Vavae Malepeai

Current position
- Title: Offensive quality control analyst
- Team: Stanford Cardinal
- Conference: ACC

Biographical details
- Born: January 28, 1998 (age 28) Aiea, Hawaii, U.S.
- Education: University of Southern California (2019, 2021)

Playing career
- 2016–2021: USC
- Position: Running back

Coaching career (HC unless noted)
- 2023–present: Stanford (OQCA)

= Vavae Malepeai =

American football player (born 1998)

Vavae Malepeai (born January 28, 1998) is an American former football running back. He is currently an offensive quality control analyst at Stanford, a position he has held since 2023. Malepeai played for the USC Trojans.

==Early years==
Malepeai was born in 1998 in Aiea, Hawaii. He played football at Mililani High School where he became one of the best running backs in Hawaii high school football history. He concluded his high school career with more rushing yards than any other player in state history. He would originally commit to play at Oregon but would switch his commitment to USC.

== College career ==
Malepeai enrolled at the University of Southern California in 2016. He was redshirted as a true freshman after suffering a broken shoulder blade in training camp. Despite having his season shortened due to injury, he led the 2019 USC Trojans football team with 503 rushing yards in eight games. His 2019 season was cut short by a knee injury. Malepeai later revealed that he had injured the knee in before the season began and played hurt, hoping he could fight through it.
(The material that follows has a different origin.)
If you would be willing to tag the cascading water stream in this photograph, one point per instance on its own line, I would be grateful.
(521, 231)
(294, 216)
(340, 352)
In 2020, he again led USC in rushing yardage.

=== Statistics ===

| Season | Games |  | Rushing |  |  |  | Receiving |  |  |  |
| GP | GS | Att | Yards | Avg | TD | Rec | Yards | Avg | TD |
| 2016 | USC | Redshirt |  |  |  |  |  |  |  |  |  |  |  |  |  |  |
| 2017 | USC | 13 | 0 | 49 | 261 | 5.3 | 0 | 3 | 5 | 0.4 | 0 |
| 2018 | USC | 12 | 1 | 93 | 501 | 5.4 | 8 | 15 | 88 | 7.3 | 0 |
| 2019 | USC | 8 | 7 | 105 | 503 | 4.8 | 6 | 15 | 70 | 8.8 | 1 |
| 2020 | USC | 5 | 3 | 54 | 238 | 4.4 | 3 | 16 | 64 | 12.8 | 0 |
| 2021 | USC | 12 | 4 | 114 | 502 | 4.4 | 6 | 12 | 65 | 5.4 | 0 |
| Career |  | 50 | 15 | 415 | 2,005 | 4.8 | 23 | 61 | 292 | 4.8 | 1 |

== Personal life ==
A native of Hawaii, his three uncles, Silila, Tasi and Pulou Malepeai, all played college football for the Oregon Ducks.

In April 2024, he became engaged to Anna Smith, a former USC women's soccer team starting goalkeeper. They wed in Hawaii in July 2025.